17/07/2019 tarihli raporunda bilirkişi özetle; … plakalı otobüs sürücüsü …’in olayda % 25 (yüzde yirmi beş) oranında tali derecede kusurlu, müteveffa … plakalı kamyonet sürücüsü …’in olayda % 75 (yüzde yetmiş beş) oranında asli derecede kusurlu olduğu, … plakalı otobüste meydana gelen hasar tespiti incelenmesi neticesinde, davacı … maliki bulunduğu … model ve ” … …” otobüsün 03/06/2010 tarihinde karıştığı maddi hasarlı trafik kazası sonucunda aracın ana güvenlik kafesi ile birlikte ana şase ve yürüyen aksamlarından ağır hasar oluştuğu, onarımının ekonomik ve sağlıklı olmayacağından dolayı aracın PERT TOTAL İŞLEMİ YAPILMASININ uygun olduğu, aracın yapılan piyasa araştırması sonucunda 67.000.TL olduğu, aracın hasarlı vaziyetteki fiyatının 20.000.TL olduğu tespit edilmiş olup aracın gerçek tespit edilen hasar miktarının 67.000.TL – 20.000.TL = 47.000.TL bulunduğu, kusur oranına denk gelen hasar miktarının ise 47.000.TL X% 75 = 35.250.TL olduğu sonuç ve kanaatine varıldığını beyan etmiştir.
Alınan bilirkişi raporu usulüne uygun şekilde taraf vekillerine tebliğ edilmiş, mahkememiz 04/12/2019 tarihli ara kararı ile bilirkişiden davalı yanın itirazlarının değerlendirilmesi amacıyla ek rapor alınmasına karar verilmiştir.
19/01/2020 tarihli ek raporunda, kök raporunda belirtilen hasar miktarı ve kusur oranlarının aynen geçerli olup herhangi bir değişiklik bulunmadığını beyan etmişse de mahkememiz 18/09/2020 tarihli ara kararı ile alınan ek raporun teknik açıdan yeterli olmadığı anlaşıldığından bu kez yeni bir bilirkişi heyetinden rapor alınmasına karar verilmiştir.

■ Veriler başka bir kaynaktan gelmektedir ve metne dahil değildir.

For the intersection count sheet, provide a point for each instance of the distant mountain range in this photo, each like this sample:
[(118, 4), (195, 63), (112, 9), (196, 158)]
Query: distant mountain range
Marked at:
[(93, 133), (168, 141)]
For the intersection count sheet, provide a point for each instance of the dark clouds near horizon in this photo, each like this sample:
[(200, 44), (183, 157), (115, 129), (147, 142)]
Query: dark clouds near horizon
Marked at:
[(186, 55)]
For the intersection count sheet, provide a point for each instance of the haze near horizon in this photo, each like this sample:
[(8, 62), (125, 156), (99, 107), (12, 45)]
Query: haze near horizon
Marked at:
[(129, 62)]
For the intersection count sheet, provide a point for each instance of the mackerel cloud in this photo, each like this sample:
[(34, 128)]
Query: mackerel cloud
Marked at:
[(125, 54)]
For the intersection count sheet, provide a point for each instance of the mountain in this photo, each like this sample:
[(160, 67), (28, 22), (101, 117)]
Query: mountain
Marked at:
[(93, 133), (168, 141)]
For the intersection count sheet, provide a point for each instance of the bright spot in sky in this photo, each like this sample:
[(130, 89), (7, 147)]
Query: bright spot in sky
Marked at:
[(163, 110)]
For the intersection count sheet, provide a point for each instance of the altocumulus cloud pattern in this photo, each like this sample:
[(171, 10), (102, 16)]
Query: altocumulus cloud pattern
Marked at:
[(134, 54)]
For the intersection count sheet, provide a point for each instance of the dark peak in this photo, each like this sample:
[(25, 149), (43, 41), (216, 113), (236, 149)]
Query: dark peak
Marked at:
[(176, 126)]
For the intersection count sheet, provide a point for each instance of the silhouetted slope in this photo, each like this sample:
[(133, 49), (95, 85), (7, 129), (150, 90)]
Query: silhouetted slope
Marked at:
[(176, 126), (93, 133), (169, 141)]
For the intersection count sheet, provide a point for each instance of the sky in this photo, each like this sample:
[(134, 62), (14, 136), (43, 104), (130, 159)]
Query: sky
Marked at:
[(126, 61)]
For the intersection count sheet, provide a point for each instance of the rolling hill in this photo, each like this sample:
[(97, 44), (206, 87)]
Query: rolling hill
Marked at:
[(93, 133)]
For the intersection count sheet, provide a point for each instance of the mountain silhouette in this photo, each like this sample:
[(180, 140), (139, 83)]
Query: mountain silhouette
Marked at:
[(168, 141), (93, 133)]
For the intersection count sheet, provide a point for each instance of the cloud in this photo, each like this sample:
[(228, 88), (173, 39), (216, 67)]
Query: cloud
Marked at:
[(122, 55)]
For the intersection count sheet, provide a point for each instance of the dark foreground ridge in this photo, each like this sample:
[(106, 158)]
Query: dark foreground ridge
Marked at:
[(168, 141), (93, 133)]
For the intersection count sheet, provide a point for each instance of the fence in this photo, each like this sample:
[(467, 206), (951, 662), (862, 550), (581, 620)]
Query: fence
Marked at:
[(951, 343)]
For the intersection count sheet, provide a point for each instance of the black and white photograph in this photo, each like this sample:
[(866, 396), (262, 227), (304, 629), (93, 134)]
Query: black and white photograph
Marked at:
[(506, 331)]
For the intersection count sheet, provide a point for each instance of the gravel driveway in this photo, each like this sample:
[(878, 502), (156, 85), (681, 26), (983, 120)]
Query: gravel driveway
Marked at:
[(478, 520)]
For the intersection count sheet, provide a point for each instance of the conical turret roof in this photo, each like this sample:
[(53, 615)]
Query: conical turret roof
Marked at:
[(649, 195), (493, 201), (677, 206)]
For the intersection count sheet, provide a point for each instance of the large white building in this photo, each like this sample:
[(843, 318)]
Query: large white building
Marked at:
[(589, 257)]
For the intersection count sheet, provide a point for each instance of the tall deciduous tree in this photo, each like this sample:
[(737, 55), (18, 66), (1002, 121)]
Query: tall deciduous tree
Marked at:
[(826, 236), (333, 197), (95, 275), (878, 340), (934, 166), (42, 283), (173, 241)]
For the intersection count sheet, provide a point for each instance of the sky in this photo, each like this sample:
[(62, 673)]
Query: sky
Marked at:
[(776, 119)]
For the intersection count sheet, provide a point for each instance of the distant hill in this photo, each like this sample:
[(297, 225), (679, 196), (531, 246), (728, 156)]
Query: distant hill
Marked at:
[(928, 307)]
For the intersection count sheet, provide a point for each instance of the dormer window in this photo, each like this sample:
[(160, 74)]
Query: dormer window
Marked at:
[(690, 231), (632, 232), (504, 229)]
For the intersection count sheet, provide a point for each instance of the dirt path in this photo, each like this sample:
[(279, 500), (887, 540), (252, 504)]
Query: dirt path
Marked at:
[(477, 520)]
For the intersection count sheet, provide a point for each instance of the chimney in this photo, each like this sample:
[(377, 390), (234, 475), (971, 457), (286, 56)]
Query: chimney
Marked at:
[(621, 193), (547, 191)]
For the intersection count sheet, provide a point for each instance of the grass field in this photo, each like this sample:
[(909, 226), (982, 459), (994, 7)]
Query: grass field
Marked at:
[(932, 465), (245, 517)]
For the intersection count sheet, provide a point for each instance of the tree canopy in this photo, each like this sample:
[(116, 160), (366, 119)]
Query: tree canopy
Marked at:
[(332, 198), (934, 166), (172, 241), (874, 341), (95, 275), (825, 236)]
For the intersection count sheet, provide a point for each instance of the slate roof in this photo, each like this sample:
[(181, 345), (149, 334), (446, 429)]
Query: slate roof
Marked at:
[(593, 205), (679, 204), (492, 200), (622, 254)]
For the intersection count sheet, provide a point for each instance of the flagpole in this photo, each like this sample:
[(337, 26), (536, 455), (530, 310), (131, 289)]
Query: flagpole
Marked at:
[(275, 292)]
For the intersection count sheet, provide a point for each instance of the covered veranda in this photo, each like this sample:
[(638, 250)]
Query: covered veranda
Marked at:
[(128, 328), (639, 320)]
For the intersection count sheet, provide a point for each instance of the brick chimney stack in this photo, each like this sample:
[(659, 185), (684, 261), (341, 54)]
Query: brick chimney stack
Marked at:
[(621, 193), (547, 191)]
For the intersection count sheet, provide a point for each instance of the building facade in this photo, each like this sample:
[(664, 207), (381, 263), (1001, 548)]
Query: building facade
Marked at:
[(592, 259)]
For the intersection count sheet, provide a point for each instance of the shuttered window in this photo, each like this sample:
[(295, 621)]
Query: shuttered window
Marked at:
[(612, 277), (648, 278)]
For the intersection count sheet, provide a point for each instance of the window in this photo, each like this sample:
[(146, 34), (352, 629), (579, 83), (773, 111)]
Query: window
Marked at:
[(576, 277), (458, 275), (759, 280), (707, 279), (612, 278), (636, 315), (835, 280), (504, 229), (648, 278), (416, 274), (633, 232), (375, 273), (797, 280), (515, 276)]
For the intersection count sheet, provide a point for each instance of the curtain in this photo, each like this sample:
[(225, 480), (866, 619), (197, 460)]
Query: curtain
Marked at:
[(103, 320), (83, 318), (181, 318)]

05/01/2021 tarihli raporunda özetle; Davalı tarafa sigortalı araç sürücüsü (… plaka sayılı araç) müteveffa …’in %75 (Yüzde yetmiş beş) oranında kusurlu olduğu, dava konusu … plaka … (…) … marka/tip, … model araç sürücüsü dava dışı …’in %25 (Yüzde yirmi beş) oranında kusurlu olduğu, 03/06/2016 tarihinde meydana gelen kazaya ait trafik kazası tespit tutanağındaki araçların hasar durumları ve istikametleri ile ilgili tespitlerin, dava konusu … plakalı araçta meydana gelen hasar ile uyumlu olduğu ve hasarın durumunun kazanın oluş şekline alınan darbelere uygun olduğu, dava konusu … plaka … (…) … marka/tip, … model araçtaki toplam hasarlı parça, malzeme tutarının 43.991,20 TL olabileceği, onarılması durumunda bu tutara 10.450,00 TL işçilik bedeli de ekleneceği dikkate alındığında toplam hasar tutarının KDV hariç 54.441,20 TL olabileceği kanaatine varılmış olup, aracın kaza tarihi itibariyle hesaplanan rayiç değeri de dikkate alındığında, tamirinin ekonomik olmayacağı, aracın pert-total kabul edilebileceği, seyir güvenliği açısından da pert-total kabul edilebileceği, dava konusu … plaka … (…) … marka/tip, … model aracın serbest piyasa koşullarında kaza tarihi itibariyle dava konusu kazadan önceki piyasa rayiç değerinin 67.000,00 TL, hasarlı değerinin (sovtaj) ise 20.000,00 TL olabileceği, dava konusu … plaka … (…) … marka/tip, … model araçta meydana gelen hasar-zarar tutarının kaza tarihi itibariyle 47.000,00 TL olabileceği, davalı tarafa sigortalı … plaka sayılı araç sürücüsünün kusuruna isabet eden tutar (%75) dikkate alındığında; (47.000,00 TL Hasar Tutarı x %75 Kusur oranı) = 35.250,00 TL olabileceği, … plaka sayılı aracın davalı Sigorta Şirket nezdinde 03.09.2015 başlangıç -03.09.2016 tarihleri arasında geçerli olmak üzere … Poliçe Nolu KTK Zorunlu Mali Sorumluluk (Trafik) Sigorta Poliçesi ile sigortalandığı, davalı sigorta şirketinin poliçe limiti 31.000TL ile sınırlı olarak temerrüt tarihi olan 11.05.2018 tarihinden itibaren işleyecek avans faizi ile birlikte sorumlu bulunduğu, davalı sigorta şirketinin yargılama gideri kapsamında bulunan 850 TL tespit masraflarından dolayı sorumlu olacağı görüş ve kanaatine varıldığını beyan etmiştir.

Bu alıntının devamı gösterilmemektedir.